Large databases can provide an infinite number of ways to solve a problem or answer a question. Theoretically, the endless possibilities seem great. However, as Barry Schwartz explains in his TED Talk on the paradox of choice, while some choice is better than no choice, too much choice can produce paralysis rather than liberation.
Let’s say as a hotel revenue manager you notice a year-over-year decline in mid-week transient RevPAR over the past month, and you want to figure out the cause of the decline. You could approach your data from several different angles, but how can you find the best-suited, most accurate solution to your problem without feeling overwhelmed?
Here are three simple steps that will help you maximize your efficiency, minimize your choice paralysis and guide you to the best solution.
1. Formulate a research question
Determine the exact research question you need to answer before diving into your data. If you wander into the forest of data without a set destination, you may get lost (hopefully you left a trail of breadcrumbs). Dive into your data with a clear intention and purpose in mind so that you can avoid distraction and tangents.
In our example, you state your research question as, “Why did transient RevPAR suffer a 10% year-over-year loss in April 2017?”
2. Write a hypothesis
Take an informed guess at the answer to your research question. Quickly brainstorm the potential paths and data points you could use to reach a conclusion and choose a path that seems promising. If your path leads to a dead end, back up and try again.
Given your knowledge of the hotel, you hypothesize “Transient RevPAR decreased in April due to the loss of two large corporate contracts.” When you test this hypothesis, you find that corporate business actually appears relatively stable; therefore, you try again with “Transient RevPAR decreased because of a decline in package offers.”
3. Restrict your sample size
Think about whether you really need to use ALL of the data available to draw a conclusion.

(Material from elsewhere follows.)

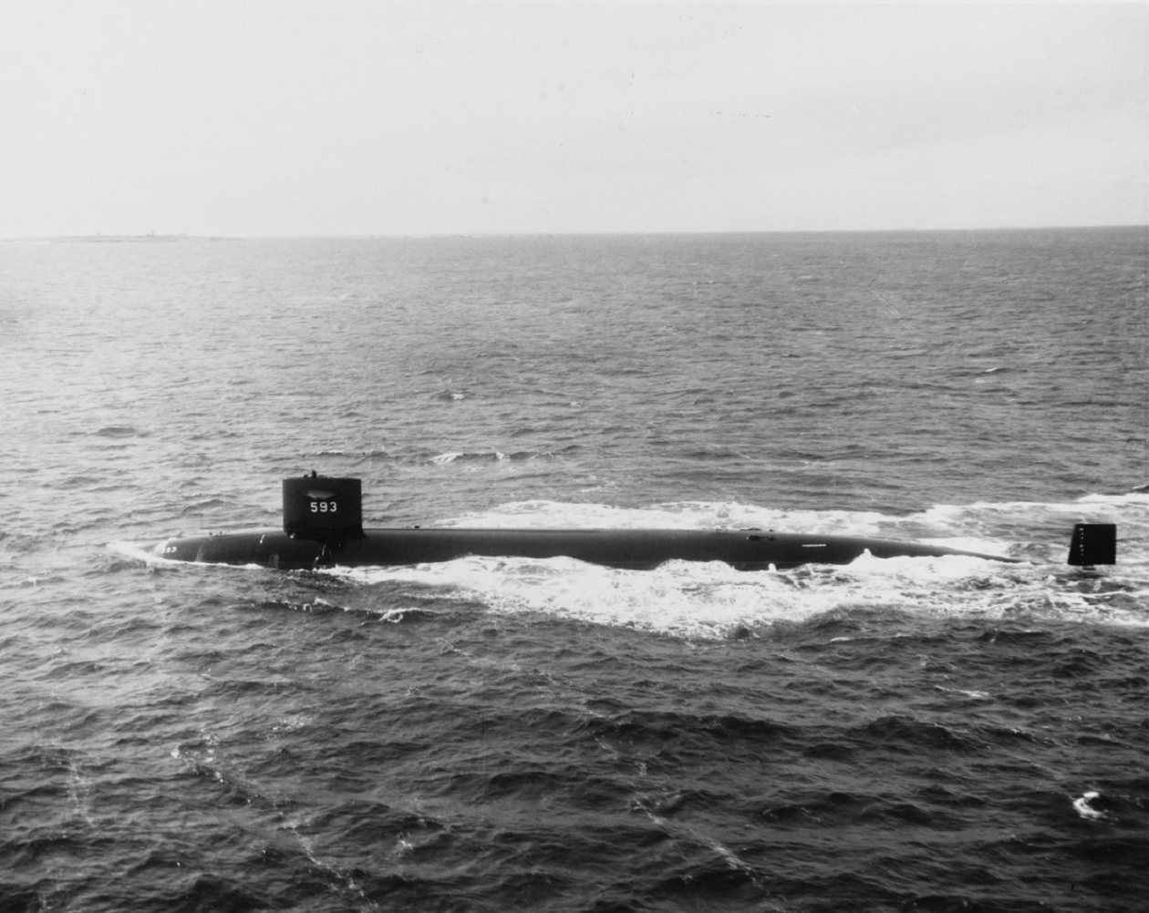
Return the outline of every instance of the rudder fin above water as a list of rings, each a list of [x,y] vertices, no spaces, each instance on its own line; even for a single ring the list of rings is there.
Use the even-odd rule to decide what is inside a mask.
[[[1077,567],[1117,564],[1117,524],[1077,524],[1070,541],[1070,556],[1065,560]]]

In statistics, you learn that you only need a representative sample of a population to draw meaningful conclusions. Sometimes, focusing on a small set of confirmation numbers or a small group of hotels will prove your point.

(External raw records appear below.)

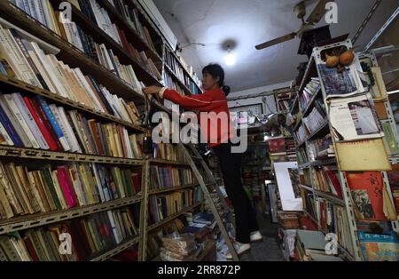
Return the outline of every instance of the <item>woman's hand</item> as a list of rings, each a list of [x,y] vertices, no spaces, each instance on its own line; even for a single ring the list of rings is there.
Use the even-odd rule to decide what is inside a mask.
[[[145,94],[159,94],[162,87],[159,86],[148,86],[145,88],[143,88],[143,92]]]

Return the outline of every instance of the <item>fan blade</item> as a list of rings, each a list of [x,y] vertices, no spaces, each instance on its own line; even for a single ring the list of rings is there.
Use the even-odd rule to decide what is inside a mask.
[[[307,22],[309,23],[317,23],[325,15],[325,4],[329,2],[333,2],[333,0],[320,0],[313,10],[312,13],[308,18]]]
[[[286,42],[286,41],[292,40],[292,39],[293,39],[295,37],[295,36],[296,36],[296,33],[293,32],[293,33],[291,33],[291,34],[280,36],[279,38],[276,38],[274,40],[271,40],[271,41],[269,41],[269,42],[258,44],[258,45],[255,46],[255,48],[258,51],[259,50],[262,50],[264,48],[267,48],[267,47],[270,47],[270,46],[272,46],[272,45],[275,45],[275,44],[281,44],[281,43]]]

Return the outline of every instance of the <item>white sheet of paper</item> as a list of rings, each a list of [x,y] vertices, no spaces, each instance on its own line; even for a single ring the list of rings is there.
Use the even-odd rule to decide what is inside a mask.
[[[302,211],[302,199],[295,198],[293,185],[291,183],[288,169],[297,169],[297,162],[281,162],[274,163],[274,170],[278,181],[278,192],[280,194],[283,211]]]

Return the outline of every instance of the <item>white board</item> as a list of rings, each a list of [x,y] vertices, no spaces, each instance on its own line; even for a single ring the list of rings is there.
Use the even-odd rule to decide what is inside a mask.
[[[293,194],[288,169],[297,169],[297,162],[281,162],[274,163],[274,171],[280,194],[281,204],[285,211],[301,211],[302,199],[296,198]]]

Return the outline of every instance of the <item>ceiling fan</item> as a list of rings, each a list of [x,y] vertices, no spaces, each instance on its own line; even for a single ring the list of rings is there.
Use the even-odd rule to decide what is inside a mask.
[[[296,16],[298,17],[298,19],[301,19],[302,20],[302,25],[301,26],[301,28],[299,28],[298,31],[293,32],[291,34],[287,34],[286,36],[280,36],[274,40],[258,44],[255,46],[255,48],[257,50],[262,50],[267,47],[270,47],[270,46],[272,46],[275,44],[278,44],[284,43],[286,41],[292,40],[295,36],[301,38],[304,32],[313,29],[316,27],[316,24],[321,20],[321,19],[323,18],[323,16],[325,15],[325,13],[326,12],[325,4],[328,2],[333,2],[333,0],[319,0],[317,4],[316,5],[315,9],[310,13],[309,17],[308,18],[308,20],[306,21],[303,19],[306,15],[305,2],[306,1],[301,1],[293,7],[293,12],[295,12]]]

To test hypothesis 1, you can look specifically at transient corporate RevPAR in April 2016 versus April 2017. To test hypothesis 2, you can look at transient package rates that were offered each year, which leads you to find that several package rates were discontinued since last year. In both cases, your hypothesis is specific enough to allow you to look at a limited set of data to find answers.
Whether you are reading a paper report, or querying your company database, specifying a research question, writing a hypothesis, and restricting your data set will help you navigate the sea of big data efficiently. By limiting your choices, you will find a clear and direct route to your solution.